Stocks fell and Treasuries gained after the confidence report also showed attitudes about current conditions fell to the lowest level in 27 years and the outlook for wages dimmed. The survey reinforces expectations Federal Reserve Chairman Ben S. Bernanke will repeat the central bank’s pledge to keep interest rates low for “an extended period” in testimony to Congress tomorrow.

“Consumer spending is going to disappoint throughout most of the year,” said Steven Ricchiuto, chief economist at Mizuho Securities USA Inc. in New York. The economy “may not be out of the woods.”

Economists forecast the confidence index would decrease to 55 from a previously reported 55.9 January reading, according to the median of 68 projections in the Bloomberg survey. Estimates ranged from 50.9 to 59.

The Standard & Poor’s 500 Index declined 1.2 percent to 1,094.6 at 4:05 p.m. in New York. The 10-year Treasury note rose, pushing down the yield 11 basis points to 3.69 percent.

 

Associated Press:

New home sales drop 11 percent in January, new low

New home sales plummet 11 percent in January, the 3rd monthly decline in a row

WASHINGTON (AP) — Sales of new homes plunged to a record low in January, underscoring the formidable challenges facing the housing industry as it tries to recover from the worst slump in decades.

The Commerce Department reported Wednesday that new home sales dropped 11.2 percent last month to a seasonally adjusted annual sales pace of 309,000 units, the lowest level on records going back nearly a half century. The big drop was a surprise to economists who were expecting a 5 percent increase over December’s pace.

While winter storms were partly to blame, home sales have fallen for three straight months despite sweeping government support. Economists were already worried that an improvement in sales in the second half of last year could falter as various government support programs are withdrawn.
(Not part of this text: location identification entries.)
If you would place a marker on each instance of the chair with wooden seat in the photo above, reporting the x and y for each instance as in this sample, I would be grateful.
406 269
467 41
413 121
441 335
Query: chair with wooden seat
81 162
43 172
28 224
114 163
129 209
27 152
“There is no doubt that January and February are going to be messy months for housing, given the severe weather conditions, but that doesn’t take away from the fact that the housing sector has taken another big step back, even with the government aid,” Jennifer Lee, a senior economist at BMO Capital Markets, said in a research note.

 

Gallup:

Gallup’s new daily metric estimates that 30 million U.S. workers were underemployed in January

by Jenny Marlar

WASHINGTON, D.C. — Gallup’s daily measure of U.S. employment reveals that 19.9% of the U.S. workforce was underemployed during the month of January, translating to close to 30 million Americans who are working less than their desired capacity. Those who were underemployed reported spending 36% less than those who were employed, $48 per day versus $75 per day.